2012-11-13 01:52:22

by Shan Wei

[permalink] [raw]
Subject: [PATCH v4 3/9] net: xfrm: use __this_cpu_read per-cpu helper

From: Shan Wei <[email protected]>


Signed-off-by: Shan Wei <[email protected]>
---
v4:
derefrence pointer before reading to avoid compile warning.
---
net/xfrm/xfrm_ipcomp.c | 8 +++-----
1 files changed, 3 insertions(+), 5 deletions(-)

diff --git a/net/xfrm/xfrm_ipcomp.c b/net/xfrm/xfrm_ipcomp.c
index e5246fb..2906d52 100644
--- a/net/xfrm/xfrm_ipcomp.c
+++ b/net/xfrm/xfrm_ipcomp.c
@@ -276,18 +276,16 @@ static struct crypto_comp * __percpu *ipcomp_alloc_tfms(const char *alg_name)
struct crypto_comp * __percpu *tfms;
int cpu;

- /* This can be any valid CPU ID so we don't need locking. */
- cpu = raw_smp_processor_id();

list_for_each_entry(pos, &ipcomp_tfms_list, list) {
struct crypto_comp *tfm;

- tfms = pos->tfms;
- tfm = *per_cpu_ptr(tfms, cpu);
+ /* This can be any valid CPU ID so we don't need locking. */
+ tfm = __this_cpu_read(*pos->tfms);

if (!strcmp(crypto_comp_name(tfm), alg_name)) {
pos->users++;
- return tfms;
+ return pos->tfms;
}
}

--
1.7.1


2012-11-13 07:21:11

by Steffen Klassert

[permalink] [raw]
Subject: Re: [PATCH v4 3/9] net: xfrm: use __this_cpu_read per-cpu helper

On Tue, Nov 13, 2012 at 09:52:09AM +0800, Shan Wei wrote:
> From: Shan Wei <[email protected]>
>

Please add a proper commit message, explaining why you do this change.

>
> Signed-off-by: Shan Wei <[email protected]>
> ---
> v4:
> derefrence pointer before reading to avoid compile warning.
> ---
> net/xfrm/xfrm_ipcomp.c | 8 +++-----
> 1 files changed, 3 insertions(+), 5 deletions(-)
>
> diff --git a/net/xfrm/xfrm_ipcomp.c b/net/xfrm/xfrm_ipcomp.c
> index e5246fb..2906d52 100644
> --- a/net/xfrm/xfrm_ipcomp.c
> +++ b/net/xfrm/xfrm_ipcomp.c
> @@ -276,18 +276,16 @@ static struct crypto_comp * __percpu *ipcomp_alloc_tfms(const char *alg_name)
> struct crypto_comp * __percpu *tfms;
> int cpu;
>
> - /* This can be any valid CPU ID so we don't need locking. */
> - cpu = raw_smp_processor_id();
>
> list_for_each_entry(pos, &ipcomp_tfms_list, list) {
> struct crypto_comp *tfm;
>
> - tfms = pos->tfms;
> - tfm = *per_cpu_ptr(tfms, cpu);
> + /* This can be any valid CPU ID so we don't need locking. */
> + tfm = __this_cpu_read(*pos->tfms);

This should just fetch the tfm pointer, so why exactly __this_cpu_read
is better than __this_cpu_ptr?
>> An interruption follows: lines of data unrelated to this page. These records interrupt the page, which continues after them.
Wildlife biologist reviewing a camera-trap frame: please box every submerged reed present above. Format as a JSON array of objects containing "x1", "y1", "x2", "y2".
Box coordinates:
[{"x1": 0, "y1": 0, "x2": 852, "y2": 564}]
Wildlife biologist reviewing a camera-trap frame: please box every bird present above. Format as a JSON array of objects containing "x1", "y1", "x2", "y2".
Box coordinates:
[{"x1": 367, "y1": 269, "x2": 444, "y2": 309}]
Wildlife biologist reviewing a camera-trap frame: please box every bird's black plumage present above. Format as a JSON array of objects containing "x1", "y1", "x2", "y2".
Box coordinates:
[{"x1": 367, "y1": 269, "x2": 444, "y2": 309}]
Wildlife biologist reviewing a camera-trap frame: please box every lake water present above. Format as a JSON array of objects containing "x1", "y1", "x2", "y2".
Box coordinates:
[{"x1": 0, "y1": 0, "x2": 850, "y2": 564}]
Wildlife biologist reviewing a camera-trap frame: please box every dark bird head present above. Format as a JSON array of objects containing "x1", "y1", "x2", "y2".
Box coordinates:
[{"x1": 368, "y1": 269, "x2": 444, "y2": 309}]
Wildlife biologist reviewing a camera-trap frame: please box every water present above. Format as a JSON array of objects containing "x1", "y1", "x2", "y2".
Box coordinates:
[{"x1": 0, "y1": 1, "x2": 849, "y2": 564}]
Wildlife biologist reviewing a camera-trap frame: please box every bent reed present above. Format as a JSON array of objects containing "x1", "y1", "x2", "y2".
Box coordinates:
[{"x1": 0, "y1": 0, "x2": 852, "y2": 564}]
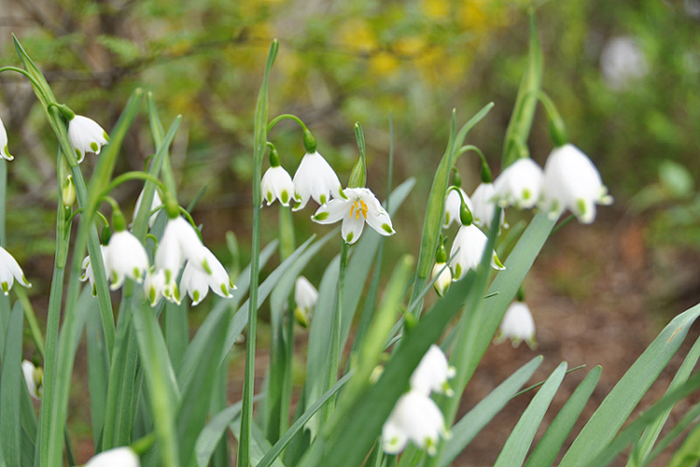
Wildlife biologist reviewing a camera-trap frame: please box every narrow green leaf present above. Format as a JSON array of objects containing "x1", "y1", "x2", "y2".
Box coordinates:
[
  {"x1": 525, "y1": 366, "x2": 601, "y2": 467},
  {"x1": 494, "y1": 362, "x2": 566, "y2": 467},
  {"x1": 437, "y1": 356, "x2": 543, "y2": 467}
]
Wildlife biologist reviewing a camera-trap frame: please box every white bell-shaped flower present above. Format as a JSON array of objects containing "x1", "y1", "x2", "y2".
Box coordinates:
[
  {"x1": 68, "y1": 115, "x2": 109, "y2": 163},
  {"x1": 22, "y1": 360, "x2": 44, "y2": 400},
  {"x1": 311, "y1": 188, "x2": 396, "y2": 244},
  {"x1": 410, "y1": 344, "x2": 455, "y2": 397},
  {"x1": 442, "y1": 188, "x2": 473, "y2": 229},
  {"x1": 450, "y1": 224, "x2": 505, "y2": 280},
  {"x1": 0, "y1": 119, "x2": 14, "y2": 161},
  {"x1": 83, "y1": 446, "x2": 141, "y2": 467},
  {"x1": 293, "y1": 151, "x2": 345, "y2": 211},
  {"x1": 0, "y1": 246, "x2": 32, "y2": 295},
  {"x1": 540, "y1": 144, "x2": 613, "y2": 224},
  {"x1": 294, "y1": 276, "x2": 318, "y2": 328},
  {"x1": 496, "y1": 302, "x2": 537, "y2": 349},
  {"x1": 105, "y1": 230, "x2": 148, "y2": 290},
  {"x1": 382, "y1": 390, "x2": 450, "y2": 456},
  {"x1": 493, "y1": 157, "x2": 542, "y2": 209},
  {"x1": 260, "y1": 165, "x2": 294, "y2": 206}
]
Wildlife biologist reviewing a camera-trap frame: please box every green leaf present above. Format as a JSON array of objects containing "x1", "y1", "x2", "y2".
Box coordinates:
[
  {"x1": 0, "y1": 302, "x2": 26, "y2": 466},
  {"x1": 494, "y1": 364, "x2": 566, "y2": 467},
  {"x1": 559, "y1": 305, "x2": 700, "y2": 467},
  {"x1": 525, "y1": 366, "x2": 601, "y2": 467},
  {"x1": 437, "y1": 356, "x2": 543, "y2": 467}
]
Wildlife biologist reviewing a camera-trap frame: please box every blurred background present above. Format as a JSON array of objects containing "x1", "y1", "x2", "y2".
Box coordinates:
[{"x1": 0, "y1": 0, "x2": 700, "y2": 465}]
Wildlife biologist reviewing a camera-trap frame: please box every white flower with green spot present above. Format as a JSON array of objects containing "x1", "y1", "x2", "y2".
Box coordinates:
[
  {"x1": 0, "y1": 116, "x2": 14, "y2": 161},
  {"x1": 450, "y1": 224, "x2": 505, "y2": 280},
  {"x1": 293, "y1": 152, "x2": 346, "y2": 211},
  {"x1": 382, "y1": 390, "x2": 450, "y2": 456},
  {"x1": 539, "y1": 144, "x2": 613, "y2": 224},
  {"x1": 0, "y1": 246, "x2": 32, "y2": 295},
  {"x1": 68, "y1": 115, "x2": 109, "y2": 163},
  {"x1": 311, "y1": 188, "x2": 396, "y2": 244}
]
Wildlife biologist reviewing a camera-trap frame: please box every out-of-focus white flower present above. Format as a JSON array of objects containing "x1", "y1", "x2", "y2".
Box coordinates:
[
  {"x1": 0, "y1": 246, "x2": 32, "y2": 295},
  {"x1": 80, "y1": 245, "x2": 109, "y2": 295},
  {"x1": 493, "y1": 157, "x2": 542, "y2": 209},
  {"x1": 410, "y1": 344, "x2": 455, "y2": 397},
  {"x1": 293, "y1": 152, "x2": 346, "y2": 211},
  {"x1": 180, "y1": 246, "x2": 236, "y2": 306},
  {"x1": 311, "y1": 188, "x2": 396, "y2": 244},
  {"x1": 83, "y1": 446, "x2": 141, "y2": 467},
  {"x1": 540, "y1": 144, "x2": 613, "y2": 224},
  {"x1": 442, "y1": 188, "x2": 474, "y2": 229},
  {"x1": 22, "y1": 360, "x2": 44, "y2": 400},
  {"x1": 450, "y1": 224, "x2": 505, "y2": 280},
  {"x1": 134, "y1": 190, "x2": 163, "y2": 227},
  {"x1": 0, "y1": 119, "x2": 14, "y2": 161},
  {"x1": 471, "y1": 183, "x2": 508, "y2": 229},
  {"x1": 382, "y1": 390, "x2": 450, "y2": 456},
  {"x1": 431, "y1": 263, "x2": 452, "y2": 297},
  {"x1": 600, "y1": 37, "x2": 649, "y2": 91},
  {"x1": 294, "y1": 276, "x2": 318, "y2": 328},
  {"x1": 103, "y1": 230, "x2": 148, "y2": 290},
  {"x1": 68, "y1": 115, "x2": 109, "y2": 163},
  {"x1": 496, "y1": 302, "x2": 537, "y2": 349},
  {"x1": 260, "y1": 165, "x2": 296, "y2": 206}
]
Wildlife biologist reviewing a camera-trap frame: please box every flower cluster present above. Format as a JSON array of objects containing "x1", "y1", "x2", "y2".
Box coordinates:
[{"x1": 382, "y1": 345, "x2": 455, "y2": 456}]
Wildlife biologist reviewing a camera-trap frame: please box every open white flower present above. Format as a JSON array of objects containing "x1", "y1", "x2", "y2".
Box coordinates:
[
  {"x1": 311, "y1": 188, "x2": 396, "y2": 244},
  {"x1": 68, "y1": 115, "x2": 109, "y2": 163},
  {"x1": 496, "y1": 302, "x2": 537, "y2": 349},
  {"x1": 382, "y1": 390, "x2": 450, "y2": 456},
  {"x1": 0, "y1": 119, "x2": 14, "y2": 161},
  {"x1": 83, "y1": 446, "x2": 141, "y2": 467},
  {"x1": 0, "y1": 246, "x2": 32, "y2": 295},
  {"x1": 293, "y1": 152, "x2": 345, "y2": 211},
  {"x1": 260, "y1": 165, "x2": 298, "y2": 206},
  {"x1": 105, "y1": 230, "x2": 148, "y2": 290},
  {"x1": 442, "y1": 188, "x2": 473, "y2": 229},
  {"x1": 180, "y1": 246, "x2": 236, "y2": 306},
  {"x1": 294, "y1": 276, "x2": 318, "y2": 328},
  {"x1": 450, "y1": 224, "x2": 505, "y2": 280},
  {"x1": 22, "y1": 360, "x2": 44, "y2": 399},
  {"x1": 540, "y1": 144, "x2": 613, "y2": 224},
  {"x1": 493, "y1": 157, "x2": 542, "y2": 209},
  {"x1": 471, "y1": 183, "x2": 508, "y2": 229},
  {"x1": 410, "y1": 344, "x2": 455, "y2": 397}
]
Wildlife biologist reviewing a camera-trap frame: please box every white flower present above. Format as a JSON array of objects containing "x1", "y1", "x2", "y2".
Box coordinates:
[
  {"x1": 22, "y1": 360, "x2": 44, "y2": 399},
  {"x1": 68, "y1": 115, "x2": 109, "y2": 163},
  {"x1": 83, "y1": 446, "x2": 141, "y2": 467},
  {"x1": 0, "y1": 246, "x2": 32, "y2": 295},
  {"x1": 0, "y1": 116, "x2": 14, "y2": 161},
  {"x1": 134, "y1": 190, "x2": 163, "y2": 227},
  {"x1": 294, "y1": 276, "x2": 318, "y2": 328},
  {"x1": 143, "y1": 269, "x2": 167, "y2": 306},
  {"x1": 493, "y1": 157, "x2": 542, "y2": 209},
  {"x1": 260, "y1": 165, "x2": 296, "y2": 206},
  {"x1": 180, "y1": 246, "x2": 236, "y2": 306},
  {"x1": 80, "y1": 245, "x2": 109, "y2": 295},
  {"x1": 442, "y1": 188, "x2": 474, "y2": 229},
  {"x1": 293, "y1": 152, "x2": 345, "y2": 211},
  {"x1": 410, "y1": 344, "x2": 455, "y2": 397},
  {"x1": 472, "y1": 183, "x2": 508, "y2": 229},
  {"x1": 382, "y1": 391, "x2": 450, "y2": 456},
  {"x1": 450, "y1": 224, "x2": 505, "y2": 280},
  {"x1": 496, "y1": 302, "x2": 536, "y2": 348},
  {"x1": 105, "y1": 230, "x2": 148, "y2": 290},
  {"x1": 311, "y1": 188, "x2": 396, "y2": 244},
  {"x1": 540, "y1": 144, "x2": 613, "y2": 224},
  {"x1": 431, "y1": 263, "x2": 452, "y2": 297}
]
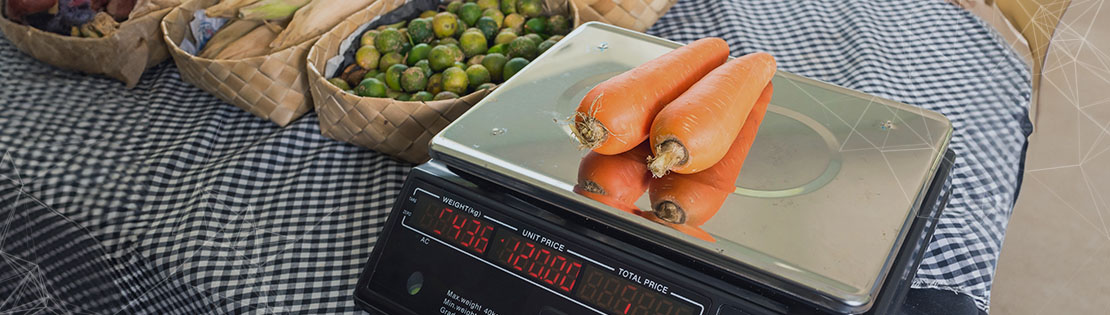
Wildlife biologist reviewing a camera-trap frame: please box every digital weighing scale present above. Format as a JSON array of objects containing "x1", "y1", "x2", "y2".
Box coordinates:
[{"x1": 355, "y1": 23, "x2": 953, "y2": 315}]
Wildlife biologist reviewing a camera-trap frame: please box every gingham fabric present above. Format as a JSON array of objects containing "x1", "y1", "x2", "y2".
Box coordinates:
[{"x1": 0, "y1": 0, "x2": 1030, "y2": 314}]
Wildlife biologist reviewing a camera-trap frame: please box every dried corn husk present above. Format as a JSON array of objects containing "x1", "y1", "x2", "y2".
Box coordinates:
[
  {"x1": 128, "y1": 0, "x2": 184, "y2": 19},
  {"x1": 204, "y1": 0, "x2": 259, "y2": 19},
  {"x1": 239, "y1": 0, "x2": 311, "y2": 20},
  {"x1": 214, "y1": 24, "x2": 278, "y2": 59},
  {"x1": 270, "y1": 0, "x2": 375, "y2": 51},
  {"x1": 84, "y1": 12, "x2": 120, "y2": 37},
  {"x1": 162, "y1": 0, "x2": 313, "y2": 126},
  {"x1": 196, "y1": 20, "x2": 262, "y2": 59},
  {"x1": 0, "y1": 0, "x2": 172, "y2": 88}
]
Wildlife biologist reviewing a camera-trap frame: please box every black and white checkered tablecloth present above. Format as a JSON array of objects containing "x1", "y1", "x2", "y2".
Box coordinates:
[{"x1": 0, "y1": 0, "x2": 1031, "y2": 314}]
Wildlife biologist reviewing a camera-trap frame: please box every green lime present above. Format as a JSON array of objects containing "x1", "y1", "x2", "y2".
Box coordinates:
[
  {"x1": 405, "y1": 43, "x2": 432, "y2": 65},
  {"x1": 327, "y1": 78, "x2": 351, "y2": 90},
  {"x1": 447, "y1": 0, "x2": 463, "y2": 13},
  {"x1": 458, "y1": 29, "x2": 490, "y2": 57},
  {"x1": 454, "y1": 20, "x2": 471, "y2": 38},
  {"x1": 360, "y1": 69, "x2": 385, "y2": 82},
  {"x1": 359, "y1": 30, "x2": 377, "y2": 47},
  {"x1": 548, "y1": 16, "x2": 571, "y2": 35},
  {"x1": 432, "y1": 12, "x2": 462, "y2": 39},
  {"x1": 466, "y1": 64, "x2": 490, "y2": 90},
  {"x1": 478, "y1": 9, "x2": 505, "y2": 29},
  {"x1": 474, "y1": 82, "x2": 497, "y2": 91},
  {"x1": 374, "y1": 29, "x2": 405, "y2": 53},
  {"x1": 385, "y1": 89, "x2": 404, "y2": 100},
  {"x1": 427, "y1": 73, "x2": 443, "y2": 94},
  {"x1": 516, "y1": 0, "x2": 544, "y2": 18},
  {"x1": 354, "y1": 45, "x2": 382, "y2": 69},
  {"x1": 411, "y1": 91, "x2": 435, "y2": 102},
  {"x1": 354, "y1": 78, "x2": 385, "y2": 98},
  {"x1": 524, "y1": 18, "x2": 547, "y2": 34},
  {"x1": 385, "y1": 63, "x2": 410, "y2": 91},
  {"x1": 536, "y1": 40, "x2": 555, "y2": 54},
  {"x1": 433, "y1": 38, "x2": 458, "y2": 47},
  {"x1": 432, "y1": 91, "x2": 458, "y2": 101},
  {"x1": 486, "y1": 43, "x2": 505, "y2": 53},
  {"x1": 502, "y1": 13, "x2": 525, "y2": 34},
  {"x1": 427, "y1": 44, "x2": 455, "y2": 71},
  {"x1": 401, "y1": 67, "x2": 427, "y2": 92},
  {"x1": 458, "y1": 2, "x2": 482, "y2": 26},
  {"x1": 501, "y1": 0, "x2": 516, "y2": 16},
  {"x1": 443, "y1": 67, "x2": 470, "y2": 95},
  {"x1": 478, "y1": 0, "x2": 501, "y2": 12},
  {"x1": 408, "y1": 19, "x2": 435, "y2": 43},
  {"x1": 505, "y1": 38, "x2": 538, "y2": 60},
  {"x1": 377, "y1": 52, "x2": 405, "y2": 72},
  {"x1": 447, "y1": 44, "x2": 466, "y2": 62},
  {"x1": 466, "y1": 54, "x2": 485, "y2": 68},
  {"x1": 482, "y1": 53, "x2": 508, "y2": 82},
  {"x1": 501, "y1": 57, "x2": 528, "y2": 81},
  {"x1": 522, "y1": 33, "x2": 544, "y2": 45},
  {"x1": 474, "y1": 17, "x2": 500, "y2": 40},
  {"x1": 413, "y1": 59, "x2": 435, "y2": 77},
  {"x1": 493, "y1": 29, "x2": 516, "y2": 44}
]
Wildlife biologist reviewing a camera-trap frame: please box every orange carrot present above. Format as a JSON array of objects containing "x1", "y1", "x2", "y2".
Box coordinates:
[
  {"x1": 648, "y1": 52, "x2": 775, "y2": 177},
  {"x1": 574, "y1": 141, "x2": 652, "y2": 214},
  {"x1": 638, "y1": 211, "x2": 717, "y2": 243},
  {"x1": 649, "y1": 84, "x2": 774, "y2": 227},
  {"x1": 573, "y1": 38, "x2": 728, "y2": 154}
]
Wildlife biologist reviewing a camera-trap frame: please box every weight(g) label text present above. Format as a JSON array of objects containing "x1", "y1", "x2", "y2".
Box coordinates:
[{"x1": 440, "y1": 289, "x2": 497, "y2": 315}]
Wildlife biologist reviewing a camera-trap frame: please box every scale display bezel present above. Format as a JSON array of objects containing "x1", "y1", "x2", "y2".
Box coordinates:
[
  {"x1": 354, "y1": 150, "x2": 955, "y2": 314},
  {"x1": 355, "y1": 165, "x2": 794, "y2": 314}
]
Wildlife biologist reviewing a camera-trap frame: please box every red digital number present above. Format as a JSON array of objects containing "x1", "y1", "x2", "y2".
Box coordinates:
[
  {"x1": 448, "y1": 214, "x2": 467, "y2": 244},
  {"x1": 432, "y1": 207, "x2": 454, "y2": 235},
  {"x1": 474, "y1": 225, "x2": 493, "y2": 254},
  {"x1": 558, "y1": 262, "x2": 582, "y2": 292}
]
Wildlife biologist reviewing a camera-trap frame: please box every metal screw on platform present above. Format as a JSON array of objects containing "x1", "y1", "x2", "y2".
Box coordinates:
[{"x1": 879, "y1": 120, "x2": 895, "y2": 130}]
Please keep in mind that performance is
not the most important thing here. It's much more important that it
works in any case.

2012-11-13 09:33:33

by Shan Wei

[permalink] [raw]
Subject: Re: [PATCH v4 3/9] net: xfrm: use __this_cpu_read per-cpu helper

Steffen Klassert said, at 2012/11/13 15:21:
>
> This should just fetch the tfm pointer, so why exactly __this_cpu_read
> is better than __this_cpu_ptr? Please keep in mind that performance is
> not the most important thing here. It's much more important that it
> works in any case.

[0/9] describes why we should submit this series patches.
you are not included in original mail.

this_cpu_ptr relocates and address. this_cpu_read() relocates the address
and performs the fetch. If you want to operate on rda(defined as per_cpu)
then you can only use this_cpu_ptr. this_cpu_read() saves you more instructions
since it can do the relocation and the fetch in one instruction.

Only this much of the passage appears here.